Le origini di Oneta risalgono probabilmente al periodo delle invasioni barbariche e la sua storia è legata a quella della nobile famiglia dei Grataroli: una potente famiglia locale i cui componenti vantavano ricchezze e fortune acquisite a Venezia.
I Grataroli erano i proprietari del palazzo conosciuto come “Casa di Arlecchino”, che fecero decorare con pregevoli affreschi, visibili ancora oggi entrando nella camera picta, che testimoniano l’ascesa della famiglia attraverso l’intercessione dei santi taumaturghi legati alla devozione popolare.

La tradizione che identifica Oneta come patria, prima degli zanni e poi di Arlecchino, può ben essere inserita nelle vicende della famiglia Grataroli e della loro presenza, come tanti altri emigrati bergamsachi, a Venezia.
A metà del Quattrocento, molti bergamaschi, soprattutto delle valli, emigrarono a Venezia in cerca di fortuna, dando vita a una comunità attaccata alle proprie radici e alla propria identità e manifestando delle caratteristiche comuni e stereotipate che entrarono a far parte della nascente letteratura popolare della laguna.
Nasce così la maschera dello Zanni, che deriva da Giovanni (nome tra i più diffusi nelle comunità di bergamschi) e che identifica una figura rozza, sguaiata, tonta, dalla parlata rude, aspra e cadenzata.
Con la Commedia dell’Arte, nel Cinquecento, la letteratura popolare assunse connotati più raffinati e meno volgari e dallo Zanni nacque la maschera di Arlecchino.
Arlecchino incontrò enorme successo in Europa, dove i comici italiani erano chiamati per rappresentare la maschera. Tra di loro ci fu anche Alberto Ganassa, che soggiornò in tutte le principali corti europee riscuotendo un notevole successo, e che fu ospite, nel 1550, anche a Oneta nelle stanze di Palazzo Grataroli (non esiste però una precisa documentazione in merito).

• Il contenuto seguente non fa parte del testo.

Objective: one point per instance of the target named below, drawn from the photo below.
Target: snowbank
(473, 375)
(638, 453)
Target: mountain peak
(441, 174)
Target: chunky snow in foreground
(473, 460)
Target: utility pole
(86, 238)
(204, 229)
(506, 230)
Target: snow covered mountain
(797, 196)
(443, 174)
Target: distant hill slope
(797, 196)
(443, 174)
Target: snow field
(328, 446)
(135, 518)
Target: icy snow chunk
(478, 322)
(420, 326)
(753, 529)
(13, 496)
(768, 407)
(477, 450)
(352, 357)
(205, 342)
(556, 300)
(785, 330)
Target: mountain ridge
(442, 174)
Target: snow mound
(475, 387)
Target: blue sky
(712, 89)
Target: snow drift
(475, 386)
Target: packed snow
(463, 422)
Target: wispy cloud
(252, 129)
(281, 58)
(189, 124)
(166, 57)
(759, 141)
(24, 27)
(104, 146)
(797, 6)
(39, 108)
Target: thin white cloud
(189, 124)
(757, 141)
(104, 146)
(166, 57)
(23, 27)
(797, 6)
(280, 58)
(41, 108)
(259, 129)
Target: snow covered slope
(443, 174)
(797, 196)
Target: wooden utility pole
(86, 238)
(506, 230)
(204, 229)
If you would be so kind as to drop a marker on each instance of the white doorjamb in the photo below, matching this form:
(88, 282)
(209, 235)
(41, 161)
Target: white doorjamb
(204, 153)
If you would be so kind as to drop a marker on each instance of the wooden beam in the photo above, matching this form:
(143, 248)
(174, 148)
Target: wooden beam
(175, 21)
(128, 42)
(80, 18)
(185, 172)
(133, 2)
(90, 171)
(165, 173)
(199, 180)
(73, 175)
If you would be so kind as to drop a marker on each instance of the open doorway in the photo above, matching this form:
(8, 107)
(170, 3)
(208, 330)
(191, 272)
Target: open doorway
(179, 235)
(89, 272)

All’ingresso di Palazzo Grataroli, inoltre, è visibile un affresco che rappresenta un uomo con un bastone in mano accompagnato dalla scritta: “Chi no è de chortesia, non intrighi in casa mia. Se ge venes un poltron, ghe darò del mio baston”. Questa figura ricorda quella de “l’Homo Selvadego” diffusa nelle comunità retico-alpine.

Palazzo Grataroli oggi è la sede del Museo di Arlecchino.

Il borgo è formato da un gruppo di antiche case, alcune delle quali restaurate nel rispetto della struttura originaria, attraversate da vie porticate, sui cui si affacciano portali in pietra, ballatoi in legno e l’ingresso alla chiesa del Carmine, che custodisce alcune tele del pittore Carlo Ceresa e vari affreschi. Sulle pareti del porticato della Chiesa è affrescato un grande San Cristoforo, posto a protezione dei viandanti lungo la via Mercatorum.